Shortly after, a steamer from Glasgow called The Stirling en route to Mumbai made the passage through the canal in under 16 hours.
Since March 23, when a 400-metre-long shipping container called the Ever Given ran aground in the channel, blocking movement, the world has been reminded of the continuing importance of the Suez Canal.
The disaster has also been the opportunity to recall the excitement that greeted the opening of the canal just over 150 years ago – and how it shaped the city of Mumbai.
The Gateway of India
Mumbai, with the most developed harbour on the west coast of the subcontinent, became the preferred destination for ships from Europe and was transformed into the Gateway of India.
An expanding network of railway lines connected the growing metropolis with the rest of the country.
The canal and the establishment of the Indo-European telegraph two years later mean that “India’s products could move much more rapidly into consumption overseas and they could also be bought and sold on the basis of closed spot and forward contracts”, said a report of the Bombay Chamber of Commerce and Industry. “The quicker movement of goods and the rising tempo of east-west trade mean there were valuable openings for the ancillaries of commerce – banking, insurance and shipping.”
As travel between the continents became quicker and much more comfortable, among the spheres of Mumbai life that changed was sex work.
“Before the opening of the Suez Canal in 1869, the foreign prostitute from eastern Europe was practically unknown in Bombay, and such immorality as existed was confined to women of Eurasian or Indian parentage,” grumbled civil servant SM Edwards in his book The Bombay City Police, published in 1929.
But “once…the large European shipping-companies had established regular steamer-communication with India, and Port Said [in Egypt] had become a port of call and an asylum for the riff-raff of Europe”, India was included in the orbit of the global sex trade, he said.

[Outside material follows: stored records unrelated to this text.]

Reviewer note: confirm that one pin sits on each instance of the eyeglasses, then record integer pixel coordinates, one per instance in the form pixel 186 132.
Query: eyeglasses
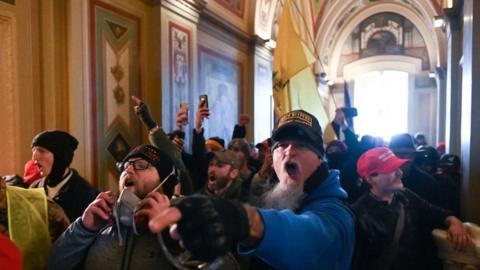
pixel 138 165
pixel 282 146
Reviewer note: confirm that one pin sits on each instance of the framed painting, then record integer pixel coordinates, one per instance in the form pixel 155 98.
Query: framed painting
pixel 221 78
pixel 180 73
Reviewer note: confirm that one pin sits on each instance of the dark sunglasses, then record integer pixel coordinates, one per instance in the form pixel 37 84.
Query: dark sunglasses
pixel 138 165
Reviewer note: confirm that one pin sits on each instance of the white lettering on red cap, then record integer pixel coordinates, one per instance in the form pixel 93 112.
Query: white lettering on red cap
pixel 385 156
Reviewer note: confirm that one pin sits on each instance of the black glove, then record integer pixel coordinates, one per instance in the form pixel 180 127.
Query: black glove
pixel 145 116
pixel 210 227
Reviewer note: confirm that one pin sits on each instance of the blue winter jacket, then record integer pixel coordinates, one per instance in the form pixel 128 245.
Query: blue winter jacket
pixel 319 236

“The women usually arrive unaccompanied and of their own choice, and they are well over the age of majority before they first set foot on the Bombay bandar,” Edwards wrote. “The ‘mistress’ of the brothel, who is herself a time-expired prostitute and has sometimes paid a heavy sum to her predecessor for the good-will of the house, feeds and houses the women in return for 50 per cent of their daily earnings.”
By the end of the 19th century, Mumbai had the largest number of European sex workers of all Indian cities, writes Ashwini Tambe in her book Codes of Misconduct: Regulating Prostitution in Late Colonial Bombay. “Women as far away as Poland came to work in its brothels,” she noted.
‘Safed gully’
Many of the European women worked in brothels in Tardeo, Grant Road and Byculla, where a section of Shuklaji Street came to be known as “Safed gully” or “white lane”.
“Preserving racial purity and preventing miscegenation became a crucial political project,” Tambe writes.
The existence of European brothels, Tambe noted, was driven by “three distinct imperatives for colonial administrators: providing sexual recreation for British soldiers and sailors, preventing interracial sex and preserving British national prestige”.
She explained, “Although British administrators condoned brothels, they tried to ensure that brothel workers were not British as that could reflect badly on British womanhood.”